Longtime usage of a large lens usually opens up the hole larger and you get more play. It doesn't hurt anything, and its unlikely to go away unless you match a camera body and a lens.


----------



## 87vr6 (Sep 1, 2012)

Gino said:


> There is a tiny bit of play when my 70-200 lens is attached to my 5DMKIII....and when I say a tiny bit of play, the lens hardly moves, but it is noticeable. Is this play normal for the 70-200 lens?



It must be. I have a new (one year old) copy of this lens, and noticed the same thing on my 5D2 and now my new 5D3. None of my other lenses exhibit this, but as you said, I cannot discern any difference in IQ.


----------



## Viggo (Sep 1, 2012)

Same with the ones i have had (4 of them) strange but the 300f2,8 had less play. The 24 has none whatsoever.


----------



## Aglet (Sep 1, 2012)

all my L lenses have a wee bit of rotational slop on all my bodies.
slightly annoying when working on a tripod. I try to standardize the slop by rotating the body CW when I'm trying to keep my horizons level.


----------



## Cannon Man (Sep 1, 2012)

My 70-200 2.8 IS II had some play when i had a 5D II but has no play in any of my 1D Mark IV bodies.


----------



## bigmag13 (Sep 1, 2012)

I have that play in my 5D2 and the # with my 70-200mkii doesn't affect photos tho.


----------



## jondave (Sep 2, 2012)

Rotational play shouldn't be a concern, it's a given due to manufacturing tolerances. Play along the sensor plane is what you should be watching out for, because it's that which will affect the AF and IQ.


----------



## pwp (Sep 2, 2012)

Like most other posters have indicated, a slight amount of movement is to be expected, even with a brand new lens/body combination. It can be a bit alarming when you first notice it but don't lose any more sleep over it. 

-PW


----------



## Studio1930 (Sep 4, 2012)

Yep, all three copies of my 70-200 lenses (v1 and v2) have had some play in them. Never a big deal and never affected images. Smaller lenses don't have the play in them but the heavier/bigger ones do (like my 200 f/2). No worries.


----------



## M.ST (Sep 4, 2012)

No problems with the EF 70-200 2.8 II in combination with my cameras.


----------



## lopicma (Sep 4, 2012)

This would be a problem if the lens/body combo is supposed to be weather sealed! I was under the impression all the white "L" series lenses are water sealed. I don't know about the 5D.


----------



## Northstar (Sep 4, 2012)

Gino...I have the 5d3 and 70-200ii and I also have "play". I noticed it right away when i bought the lens. Like you, I don't get it with any of my 5 other lenses, just the 70-200.

I'll often notice a slight "jiggle" at times when I move the camera or walk around with the lens pointing down.

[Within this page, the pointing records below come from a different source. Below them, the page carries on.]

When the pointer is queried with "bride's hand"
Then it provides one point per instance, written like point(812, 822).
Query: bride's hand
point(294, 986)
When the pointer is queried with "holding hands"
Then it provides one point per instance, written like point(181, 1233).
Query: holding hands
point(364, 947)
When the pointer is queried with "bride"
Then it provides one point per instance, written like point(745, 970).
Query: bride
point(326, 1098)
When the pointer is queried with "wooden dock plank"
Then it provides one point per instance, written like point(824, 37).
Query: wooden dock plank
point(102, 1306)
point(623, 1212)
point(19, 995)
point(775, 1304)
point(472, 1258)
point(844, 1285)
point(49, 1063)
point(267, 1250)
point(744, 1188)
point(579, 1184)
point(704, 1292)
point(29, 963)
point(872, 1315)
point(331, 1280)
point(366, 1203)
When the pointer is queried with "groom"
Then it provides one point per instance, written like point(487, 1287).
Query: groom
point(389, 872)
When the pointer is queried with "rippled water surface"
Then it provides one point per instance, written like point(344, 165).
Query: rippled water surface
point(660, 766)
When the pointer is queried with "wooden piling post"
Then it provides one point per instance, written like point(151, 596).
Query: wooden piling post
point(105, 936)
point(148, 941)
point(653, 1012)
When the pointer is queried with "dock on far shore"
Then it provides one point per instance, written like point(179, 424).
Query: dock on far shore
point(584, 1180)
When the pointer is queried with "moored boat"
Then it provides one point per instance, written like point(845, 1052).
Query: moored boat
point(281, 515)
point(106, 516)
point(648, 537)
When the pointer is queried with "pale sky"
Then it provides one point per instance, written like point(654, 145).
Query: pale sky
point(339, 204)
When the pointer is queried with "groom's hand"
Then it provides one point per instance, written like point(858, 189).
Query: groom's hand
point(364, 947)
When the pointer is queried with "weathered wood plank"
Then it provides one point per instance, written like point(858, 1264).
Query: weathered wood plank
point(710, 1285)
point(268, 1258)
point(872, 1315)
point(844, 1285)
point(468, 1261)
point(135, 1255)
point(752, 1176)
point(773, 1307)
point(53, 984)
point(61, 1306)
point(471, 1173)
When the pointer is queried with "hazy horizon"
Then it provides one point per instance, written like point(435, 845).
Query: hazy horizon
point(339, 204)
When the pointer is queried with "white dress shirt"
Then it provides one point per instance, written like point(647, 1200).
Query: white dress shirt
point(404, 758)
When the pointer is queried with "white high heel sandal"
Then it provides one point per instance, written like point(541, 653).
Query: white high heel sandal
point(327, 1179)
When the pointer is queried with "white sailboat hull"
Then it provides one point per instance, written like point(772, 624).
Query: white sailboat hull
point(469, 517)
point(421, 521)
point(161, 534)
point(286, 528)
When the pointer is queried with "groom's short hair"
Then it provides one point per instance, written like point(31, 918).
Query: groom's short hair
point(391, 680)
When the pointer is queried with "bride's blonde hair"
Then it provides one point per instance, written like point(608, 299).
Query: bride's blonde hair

It bothered me so much at first that I drove to two different camera stores to see if the same thing happened with their demos...it did. Now 6 months later, I've been to several different camera stores and checked them out and every single one had this "play"....including nikons with 70-200 mounted.

It is very normal...I've checked at least a dozen combinations and every single one had some "play".


----------



## Studio1930 (Sep 4, 2012)

lopicma said:


> This would be a problem if the lens/body combo is supposed to be weather sealed! I was under the impression all the white "L" series lenses are water sealed. I don't know about the 5D.



They are weather sealed, not water sealed. Dust, sand, mist, rain etc.. are mostly blocked. They are certainly not weather/waterproof and care must still be taken. I have been in steady rain as well as off road dust storms without anything getting into my 1 series bodies.

Even with some wiggle I have not had any issues whatsoever with weather getting into the body and affecting the images. A bit of wiggle in the lens/body mount does not mean that it is not still weather sealed.


----------